Later that day, by which time Feodor is very drunk, his bodyguard Goran comes to find him. There are people at the door, he says. Councillors. Shall I let them in? Feodor shakes his head. He pulls himself upright. Hears the old man’s ragged breathing. Still alive. Slowly he makes his way to the entrance of the Domain.

There are ten of them. One of them is his younger son, Linus. He can see it in their faces before they speak. Cowards, the lot of them. He hasn’t represented their interests, they say. They had to release Linus Rechnov from an underwater cell. There’s been a vote. Feodor’s resignation papers are here. They’ll leave them with him. He knows the procedures.

‘Fuck you all,’ says Feodor Rechnov. And closes the door.

At twenty hundred the Boreals sound an alarm for curfew. One by one, Osirian boats pull into deckings and their occupants retreat inside. In the City, the external lights of the rotating towers power down; there will be no patrons tonight. Somewhere below the surface, the shark glides silently between the city’s foundations, its nose tormented by competing scents. This one? Or this one? Where does it begin? Tellers link hands and murmur to one another: it’s here. It can’t be stopped. We said it was coming.

When it begins it’s past curfew, and Adelaide is out on the waterways.

A pulse of light appears in the sky over to the east. In its brief, fierce effulgence the city is visible for a moment: the western towers outlined against the clouded night sky, the shadow of other boats on the water, moving slowly, furtively, dreamily through the darkened waterways. The light vanishes, and the dull boom of an explosion echoes in its wake.

Adelaide waits, unsettled by the strange display. Sounds that were barely audible before now register insistently. The murmur of boat motors, tuned discreetly low.

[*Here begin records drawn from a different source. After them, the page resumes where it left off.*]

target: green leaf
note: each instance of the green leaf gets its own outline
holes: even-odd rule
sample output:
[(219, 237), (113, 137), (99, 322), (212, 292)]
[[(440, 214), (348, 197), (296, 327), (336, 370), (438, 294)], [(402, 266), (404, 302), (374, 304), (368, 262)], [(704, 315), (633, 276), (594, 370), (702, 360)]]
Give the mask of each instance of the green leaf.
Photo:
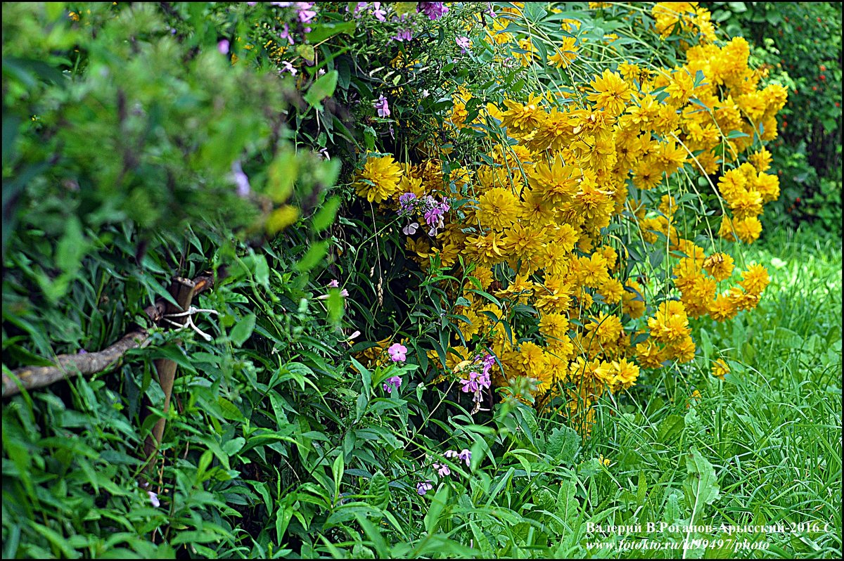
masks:
[(556, 461), (573, 464), (580, 451), (580, 434), (570, 427), (561, 427), (551, 431), (545, 452)]
[(267, 170), (267, 194), (275, 202), (284, 202), (293, 192), (299, 175), (299, 158), (290, 149), (281, 150)]
[(331, 473), (334, 477), (334, 502), (340, 499), (340, 483), (343, 481), (343, 472), (344, 470), (343, 454), (338, 454), (334, 458), (334, 463), (331, 465)]
[[(333, 95), (334, 89), (337, 88), (337, 75), (336, 70), (331, 70), (311, 84), (311, 87), (308, 88), (308, 93), (305, 94), (305, 100), (307, 101), (308, 105), (311, 107), (317, 107), (322, 100)], [(322, 109), (321, 106), (317, 108)]]
[(685, 419), (679, 415), (668, 415), (659, 425), (659, 432), (657, 434), (658, 442), (668, 444), (674, 439), (679, 438), (683, 429), (685, 428)]
[(570, 526), (574, 526), (575, 519), (577, 516), (577, 509), (580, 503), (575, 497), (577, 487), (573, 479), (566, 479), (560, 487), (557, 493), (556, 514), (565, 523)]
[(446, 484), (440, 485), (440, 488), (437, 490), (436, 494), (434, 495), (434, 499), (430, 502), (428, 512), (422, 521), (425, 525), (425, 531), (428, 532), (429, 536), (434, 533), (434, 531), (436, 530), (436, 526), (440, 523), (442, 510), (446, 508), (446, 504), (448, 502), (450, 488)]
[(237, 322), (229, 333), (229, 338), (235, 347), (241, 347), (252, 335), (255, 330), (255, 314), (249, 314)]
[(234, 456), (241, 451), (241, 449), (243, 448), (243, 445), (246, 443), (246, 440), (242, 436), (238, 436), (236, 439), (226, 440), (225, 444), (223, 445), (223, 451), (229, 456)]
[(314, 232), (319, 234), (322, 230), (331, 226), (337, 215), (337, 209), (340, 207), (341, 199), (337, 195), (329, 197), (322, 208), (316, 211), (313, 218), (311, 218), (311, 227)]
[(305, 253), (302, 258), (299, 260), (299, 262), (296, 263), (296, 271), (299, 272), (310, 271), (322, 261), (327, 252), (327, 240), (322, 240), (320, 241), (314, 242), (314, 244), (308, 248), (308, 251)]
[(369, 494), (372, 497), (372, 504), (379, 509), (383, 510), (390, 502), (390, 485), (387, 476), (380, 470), (370, 480)]
[(696, 448), (685, 455), (686, 476), (683, 483), (686, 504), (691, 505), (691, 523), (700, 520), (706, 504), (711, 504), (719, 496), (718, 478), (715, 468)]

An oar lifting and dropping in the water. The patter of feet, swift, over a raft rack. The west have turned off their lights, and the darkness brings with it the feeling of a silent consensus within the city, although of what and what it means remains to be resolved.

As her eyes readjust, Adelaide senses the driver turn her head, away from the direction of the light.

‘What was that?’

‘I don’t know,’ she answers.

‘The Boreals playing games?’

‘I can’t see why. Maybe it was one of ours?’

‘Maybe…’

Adelaide can hear her own uncertainty reflected in the driver’s voice.